Loosening the Set Screw

Remove the set screw, and it becomes easy to loosen the hex bolt.

The hex bolt is indexed around the needle valve by two parallel flat sides incised into the valve stem, and corresponding keyway in the specialty hex nut.  The hex nut also retains the rubber seal of the needle valve housing, kept tight by the large set screw.   Things of which I was unaware at the time.

As per the video, I removed the valve stem after taking note the depth at which it had been set, with about 3 threads showing, and the flats to the left and right of front.

Clean Needle Valve
ElFin photo

Using actual carburetor spray I sprayed out the valve and then checked it again.  The spraying flushed out a curl of rubber that had been cut out of the needle valve plunger and had indeed, likely been the culprit in the uncool runnings.

I replaced the needle valve and left the set screw off, which was a mistake, as I found out when I started the car.  “Why did I leave off the set screw, you ask?”  Don’t know.  Not sure.

That little seal under the specialized hex nut wasn’t a frivolous addition to the carb.

I had an old-timer point out that fact to me a long time ago back when Autozone had been ADAP.   I was buying a set of points for my previous red Plymouth convertible and had opened the box to take a look at them while standing in line.  A little capsule of grease was included in the points set.

“Make sure you apply that to the distributor hex nut,” he said.  “There are thirty thousand parts in your car, and every one of them is there for a reason.”

That seal under the hex nut was there for a reason: to keep gasoline from pouring onto my hot exhaust manifold like this.

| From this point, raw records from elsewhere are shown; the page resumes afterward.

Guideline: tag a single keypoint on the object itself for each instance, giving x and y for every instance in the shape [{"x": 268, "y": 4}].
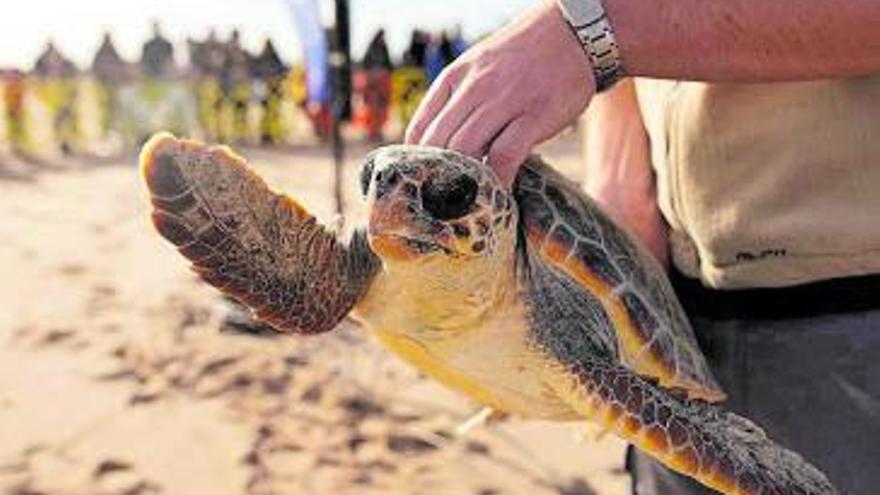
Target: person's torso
[{"x": 768, "y": 184}]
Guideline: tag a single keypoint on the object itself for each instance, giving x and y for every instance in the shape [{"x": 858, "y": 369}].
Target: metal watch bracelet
[{"x": 589, "y": 22}]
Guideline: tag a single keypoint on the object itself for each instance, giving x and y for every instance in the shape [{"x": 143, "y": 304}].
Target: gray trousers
[{"x": 812, "y": 383}]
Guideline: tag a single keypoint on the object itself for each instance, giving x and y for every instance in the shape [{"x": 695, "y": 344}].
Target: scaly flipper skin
[
  {"x": 258, "y": 246},
  {"x": 719, "y": 449},
  {"x": 569, "y": 233}
]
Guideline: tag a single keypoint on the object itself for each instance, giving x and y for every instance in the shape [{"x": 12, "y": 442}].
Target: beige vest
[{"x": 768, "y": 185}]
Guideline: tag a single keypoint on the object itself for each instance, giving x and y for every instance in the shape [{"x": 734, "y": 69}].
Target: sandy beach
[{"x": 114, "y": 378}]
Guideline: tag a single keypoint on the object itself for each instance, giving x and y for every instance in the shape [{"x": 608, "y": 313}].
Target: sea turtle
[{"x": 532, "y": 301}]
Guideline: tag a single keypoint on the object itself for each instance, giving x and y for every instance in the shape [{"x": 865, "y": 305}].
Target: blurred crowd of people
[{"x": 225, "y": 93}]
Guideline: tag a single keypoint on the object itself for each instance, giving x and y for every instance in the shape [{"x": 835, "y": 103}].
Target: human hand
[
  {"x": 619, "y": 173},
  {"x": 508, "y": 93}
]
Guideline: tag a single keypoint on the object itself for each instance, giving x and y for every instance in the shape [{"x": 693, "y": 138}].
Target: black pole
[{"x": 340, "y": 110}]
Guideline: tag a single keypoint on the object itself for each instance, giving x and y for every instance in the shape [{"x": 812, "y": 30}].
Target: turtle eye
[
  {"x": 366, "y": 176},
  {"x": 449, "y": 195}
]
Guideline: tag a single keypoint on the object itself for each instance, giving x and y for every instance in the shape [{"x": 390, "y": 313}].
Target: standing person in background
[
  {"x": 109, "y": 71},
  {"x": 56, "y": 86},
  {"x": 14, "y": 107},
  {"x": 235, "y": 82},
  {"x": 208, "y": 59},
  {"x": 409, "y": 82},
  {"x": 268, "y": 71},
  {"x": 157, "y": 56},
  {"x": 415, "y": 52},
  {"x": 747, "y": 148},
  {"x": 377, "y": 92},
  {"x": 434, "y": 60}
]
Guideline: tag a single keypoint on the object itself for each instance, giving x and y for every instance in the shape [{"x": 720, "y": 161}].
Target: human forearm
[{"x": 747, "y": 40}]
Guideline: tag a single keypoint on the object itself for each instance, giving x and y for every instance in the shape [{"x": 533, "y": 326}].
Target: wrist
[{"x": 593, "y": 30}]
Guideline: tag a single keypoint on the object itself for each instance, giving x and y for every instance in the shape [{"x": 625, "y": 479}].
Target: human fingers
[
  {"x": 434, "y": 100},
  {"x": 482, "y": 126},
  {"x": 466, "y": 99},
  {"x": 510, "y": 149}
]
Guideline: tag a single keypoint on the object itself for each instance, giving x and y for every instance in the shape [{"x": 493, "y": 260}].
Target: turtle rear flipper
[
  {"x": 256, "y": 245},
  {"x": 719, "y": 449}
]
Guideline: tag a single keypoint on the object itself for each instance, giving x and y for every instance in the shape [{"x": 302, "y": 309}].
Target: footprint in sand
[{"x": 72, "y": 269}]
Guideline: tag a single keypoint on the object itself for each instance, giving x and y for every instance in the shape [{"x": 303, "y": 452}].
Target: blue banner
[{"x": 307, "y": 17}]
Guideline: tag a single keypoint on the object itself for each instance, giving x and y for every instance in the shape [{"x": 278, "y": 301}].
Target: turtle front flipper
[
  {"x": 256, "y": 245},
  {"x": 719, "y": 449}
]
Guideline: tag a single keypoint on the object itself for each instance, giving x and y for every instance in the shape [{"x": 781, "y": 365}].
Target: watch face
[
  {"x": 581, "y": 12},
  {"x": 594, "y": 31}
]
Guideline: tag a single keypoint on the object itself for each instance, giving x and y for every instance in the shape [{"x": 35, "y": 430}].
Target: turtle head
[{"x": 427, "y": 203}]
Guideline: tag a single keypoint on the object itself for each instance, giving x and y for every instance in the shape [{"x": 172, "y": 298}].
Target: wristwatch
[{"x": 591, "y": 25}]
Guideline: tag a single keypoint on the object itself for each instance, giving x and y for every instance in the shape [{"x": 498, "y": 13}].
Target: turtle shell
[{"x": 577, "y": 253}]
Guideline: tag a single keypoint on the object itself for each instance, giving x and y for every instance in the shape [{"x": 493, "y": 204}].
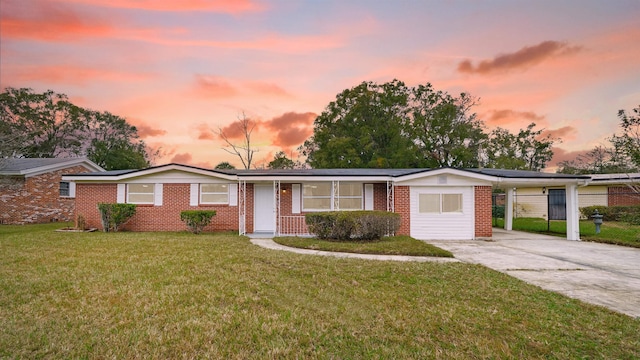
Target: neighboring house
[
  {"x": 602, "y": 190},
  {"x": 32, "y": 190},
  {"x": 441, "y": 203}
]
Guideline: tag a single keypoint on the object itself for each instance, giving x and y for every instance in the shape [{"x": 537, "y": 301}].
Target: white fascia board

Hex Nut with Set Screw Removed

I decided to bring the hose over.  A person who shall have to remain nameless came by later to criticize me for thinking a hose would do more good than harm against a gasoline fire.
“It’ll make the fire worse.  Spread it around,” said the helpful person.

Well sometimes you want a coastguard cutter, but all you have is a kelpy chunk of styrofoam. photo

I used logic and deduction to determine the incorrect direction to adjust the needle valve, and according to the way of my people, adjusted it in the wong direction.  This time gas came out the top of the carb and also flooded into the carb venturi (intake chamber where gas and air mix according to the venturi effect which results from Bernoulli’s principle.)

Sombrero Galaxy: Fun with Fluid Dynamics

Then I went inside to watch a youtube® video in which a midwestern lady with a well-modulated voice explained the procedure for setting the float level.  When you screw the needle valve deeper into the carburetor, it allows the float to float higher in the fuel bowl before disengaging.

The midwestern lady also reminded those watching to disconnect the coil lead so that the car wouldn’t start.  That’s the procedure for those such as I with a mechanical fuel pump.

A midwestern gentleman in the same video also recommended placing a rag under the needle valve area.  Pressure in the line guarantees gasoline soakage in the general area.

I went back out to the driveway where there is draped a muddy blue towel.   I was prepared.

What Towels may Look Like
For all Your Decorating Information

In accord with the video, I removed the sight plug in the side of the fuel bowl, and let the fuel level reset itself to the proper level.  Whether it remained at the proper level through a few cranks of the engine remained to be seen.

I once again set the needle valve to the factory setting, with 3 threads showing, and the flats to the gunwhales.  That is to say back to the original position as I remembered it.  In addition, I got the floor jack under the passenger side and lifted the engine compartment so it was level, by eye at least.

Top Center: Screwdriver Removes Sight Hole Plug

The factory setting had the fuel level too low.  Perhaps the carb had been manufactured on a Friday, as people were thinking about leaving for the weekend.  Or on a Monday after a rough weekend.  I raised the fuel level so it just spilled out of the sight hole when the plug was removed.  I tightened up the sight plug and the set screw, and started the car.  It started with a vengeance, and ran strong- stronger than before the crud got into the needle valve, it seemed.